In a medium-sized tupperware, combine about a cup of flour with about 3/4 cup water. Add a tablespoon of honey (this is to help feed the starter; some folks use sugar, some even use pineapple juice). Stir with a wooden spoon until it resembles a thick pancake batter. Then, cover it! This is important—when the starter begins to ferment, it will attract fruit flies unless it has a lid on it.
Repeat the same action the next day, and again the next day. Eventually, the starter should get kind of bubbly and frothy, and smell kind of...well, sour. This is how you know it's working.
Once your starter is good and bubbly, you can start making bread. Literally all you need is pretty much flour and water and starter:
—3 cups bread flour (I use King Arthur Flour, since it's a small business with a social and environmental conscience)
—2 cups water
—3/4 cup of starter
—1 teaspoon salt (optional)
—1 tablespoon butter (optional)
Combine the flour, water, and starter and mix until it makes a wet dough. You may need to add more flour to keep the consistency of bread dough. However, with sourdough bread you want to make sure the dough is a little bit wetter than regular bread dough. Fold in the butter and salt, and knead for about 5 minutes.
Pat the dough into a ball, and then place in a well-greased bowl. Cover the dough with plastic wrap, and then cover the bowl with a towel.
Here's where things vary:
If you're in a hurry for bread, you might try placing the bowl in the oven with your oven light turned on. This will help it rise faster. Then again, if you're in a hurry for bread, why are you making sourdough?
Otherwise, just leave the dough on the counter, covered in the towel. Keep an eye on it until it is doubled—the rising could take anywhere from a few hours to just over a day. When the dough is doubled in size, carefully scoop it out of the bowl and fold the ends in, overlapping them into a round loaf.
For baking, you will need some sort of covered pan. I have seen covered stoneware bakers, but I just use a small chicken roaster that we've owned for as long as I can remember. If you're in a pinch, you can also use two deep-dish pie pans—simply use one as the pan and one upside-down on top of it for a lid. The reason for this is that it helps trap the moisture from the dough inside the pan, creating a thick, shiny, golden-brown crust that you see on most sourdoughs and baguettes.
Before you put your dough in the oven, take a small kitchen knife and make three or four cuts in the top of the loaf, then three or four more cuts to make 90 degree angles. This helps the dough to expand easily while baking.
Set your oven to 500 degrees (no preheating necessary), and place your loaf in the oven immediately. Bake for 30 minutes, then remove the lid and bake for 10 minutes, or until the loaf is golden brown.

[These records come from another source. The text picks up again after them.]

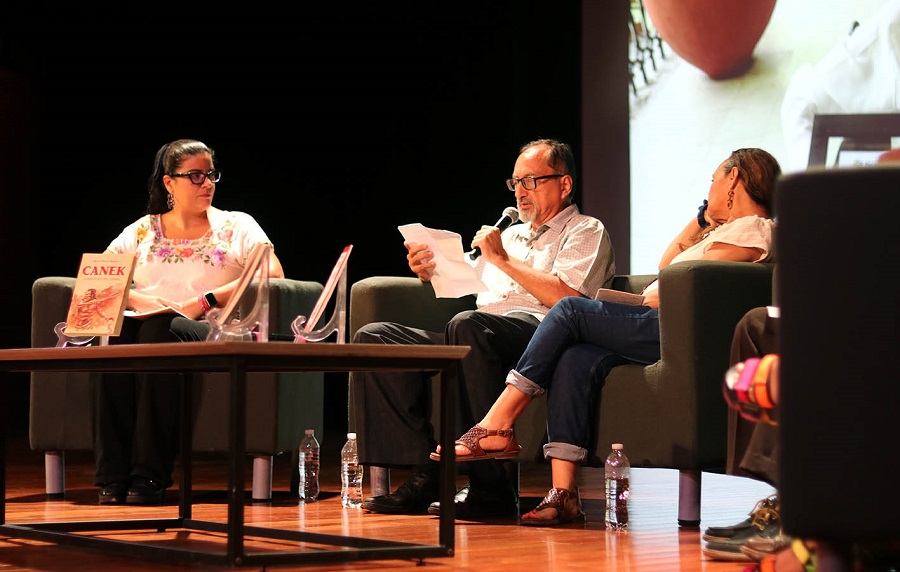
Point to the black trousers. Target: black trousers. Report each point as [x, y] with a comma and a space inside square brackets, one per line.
[137, 415]
[753, 447]
[392, 410]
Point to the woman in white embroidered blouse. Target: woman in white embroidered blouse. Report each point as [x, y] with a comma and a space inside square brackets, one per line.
[189, 256]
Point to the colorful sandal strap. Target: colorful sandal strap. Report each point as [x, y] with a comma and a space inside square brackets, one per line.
[761, 394]
[745, 381]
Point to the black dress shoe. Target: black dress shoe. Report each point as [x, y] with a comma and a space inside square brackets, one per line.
[476, 503]
[145, 491]
[412, 497]
[113, 493]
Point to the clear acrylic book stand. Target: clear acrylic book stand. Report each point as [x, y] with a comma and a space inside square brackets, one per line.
[302, 326]
[225, 325]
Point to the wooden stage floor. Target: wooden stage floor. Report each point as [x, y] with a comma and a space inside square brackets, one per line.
[654, 541]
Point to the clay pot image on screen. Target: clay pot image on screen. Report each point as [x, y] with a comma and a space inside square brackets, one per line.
[716, 36]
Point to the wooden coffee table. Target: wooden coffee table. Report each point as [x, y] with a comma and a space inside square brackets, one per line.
[237, 359]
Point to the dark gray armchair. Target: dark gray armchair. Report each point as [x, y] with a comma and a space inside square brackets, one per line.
[279, 406]
[670, 414]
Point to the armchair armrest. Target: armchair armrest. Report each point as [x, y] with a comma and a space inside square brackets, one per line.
[405, 300]
[51, 297]
[287, 299]
[702, 302]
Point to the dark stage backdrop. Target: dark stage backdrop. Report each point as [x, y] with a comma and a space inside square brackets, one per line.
[333, 123]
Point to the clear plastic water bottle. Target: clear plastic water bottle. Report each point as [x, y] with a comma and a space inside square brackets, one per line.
[351, 474]
[308, 467]
[618, 483]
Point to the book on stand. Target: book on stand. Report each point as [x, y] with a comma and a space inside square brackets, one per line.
[100, 295]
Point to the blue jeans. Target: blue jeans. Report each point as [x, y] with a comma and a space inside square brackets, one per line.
[569, 356]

What's better to go with homemade sourdough bread than homemade butter? Even though almost everyone has made butter this way (maybe when you were a kid), I'll post it anyway.
All you need is some heavy whipping cream and some salt. Pour about 2/3 of a cup of the whipping cream in a glass jar along with about a teaspoon of salt (or more, depending on taste). Screw the lid on and shake pretty thoroughly for about 10 or 15 minutes, or until you can feel/hear that all the liquid in the jar has solidified. Unscrew the lid, and you should have a jar full of creamy, tasty white butter to go with your sourdough.
I enjoy the spirituality of making bread. There is a deep, soulful connection that comes with producing your own food and investing the time and energy it takes to provide your own sustenance. Besides: someday, in the post-apocalyptic not-so-distant future, you're going to need skills like breadmaking and canning! (kidding)
Best of all, though, with a bread recipe that literally only has three ingredients, you can feel good about making conscientious, simple food! Enjoy!